Le syndrome de l’intestin irritable - Porphyre n° 535 du 31/08/2017 - Revues
 
Porphyre n° 535 du 31/08/2017
 

Savoir

Le point sur…

Auteur(s) : Nathalie Belin

La colopathie fonctionnelle est un syndrome fréquent, dont le retentissement sur la qualité de vie des patients peut être majeur. La prise en charge associe mesures hygiéno-diététiques et traitements symptomatiques.

Qu’est-ce que c’est ?

• Le syndrome de l’intestin irritable (SII), aussi appelé colopathie fonctionnelle ou troubles fonctionnels intestinaux, est caractérisé par des douleurs abdominales chroniques associées à des troubles du transit.

• Il affecte 5 à 10 % de la population et deux fois plus souvent la femme que l’homme. Il est en général diagnostiqué vers 30-40 ans.

Quelles sont les étiologies ?

L’origine du trouble est multifactorielle.

• Troubles de la motricité intestinale : une augmentation des contractions intestinales est observée chez les patients souffrant de SII.

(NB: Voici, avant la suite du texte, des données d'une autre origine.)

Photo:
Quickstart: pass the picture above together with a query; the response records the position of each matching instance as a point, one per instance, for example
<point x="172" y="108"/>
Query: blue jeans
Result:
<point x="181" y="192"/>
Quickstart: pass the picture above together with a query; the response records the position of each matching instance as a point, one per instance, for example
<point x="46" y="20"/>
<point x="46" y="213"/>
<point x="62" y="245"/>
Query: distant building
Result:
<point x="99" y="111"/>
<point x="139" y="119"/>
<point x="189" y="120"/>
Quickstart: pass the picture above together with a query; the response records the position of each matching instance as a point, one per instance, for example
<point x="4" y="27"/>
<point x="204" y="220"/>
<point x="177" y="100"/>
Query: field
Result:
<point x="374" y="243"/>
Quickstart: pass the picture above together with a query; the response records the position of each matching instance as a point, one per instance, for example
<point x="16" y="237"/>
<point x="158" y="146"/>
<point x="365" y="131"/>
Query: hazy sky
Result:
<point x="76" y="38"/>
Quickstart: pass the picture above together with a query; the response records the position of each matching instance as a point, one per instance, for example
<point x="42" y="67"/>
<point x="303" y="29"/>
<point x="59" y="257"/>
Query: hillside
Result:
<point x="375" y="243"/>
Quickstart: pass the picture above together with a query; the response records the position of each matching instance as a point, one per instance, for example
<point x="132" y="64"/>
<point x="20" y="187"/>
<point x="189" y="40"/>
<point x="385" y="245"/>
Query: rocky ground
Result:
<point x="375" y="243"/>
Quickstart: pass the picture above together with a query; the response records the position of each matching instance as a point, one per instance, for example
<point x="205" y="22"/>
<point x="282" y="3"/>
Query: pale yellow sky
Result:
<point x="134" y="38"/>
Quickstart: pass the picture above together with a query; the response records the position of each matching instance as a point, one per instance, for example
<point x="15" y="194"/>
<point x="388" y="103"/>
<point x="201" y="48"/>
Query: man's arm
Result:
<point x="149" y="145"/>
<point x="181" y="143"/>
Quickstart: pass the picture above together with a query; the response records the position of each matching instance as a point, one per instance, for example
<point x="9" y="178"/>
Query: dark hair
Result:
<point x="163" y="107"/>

• Troubles de la sensibilité intestinale : des perturbations neuronales modifient les échanges intestin-cerveau, d’où une perception inconfortable ou douloureuse de phénomènes digestifs physiologiques normaux.

• Inflammation : il existe parfois une réaction inflammatoire chronique de la paroi intestinale, avec infiltration de lymphocytes et mastocytes, même si celle-ci est bien moindre que dans les maladies inflammatoires chroniques de l’intestin (Crohn et rectocolite hémorragique).

• Un déséquilibre prolongé de la flore intestinale, ou microbiote, pourrait favoriser une réaction inflammatoire locale.

• Autres : l’exposition répétée au stress semble associée à des symptômes plus sévères. Une plus forte prévalence de troubles anxio-dépressifs est aussi observée chez ces patients, comme une aggravation de l’inconfort digestif après ingestion de certains aliments.

Quels sont les signes ?

Des douleurs abdominales et des modifications du transit sont systématiquement présentes, à des degrés variables.

• Douleur abdominale : d’une simple gêne à très gênante, elle peut toucher tout l’abdomen.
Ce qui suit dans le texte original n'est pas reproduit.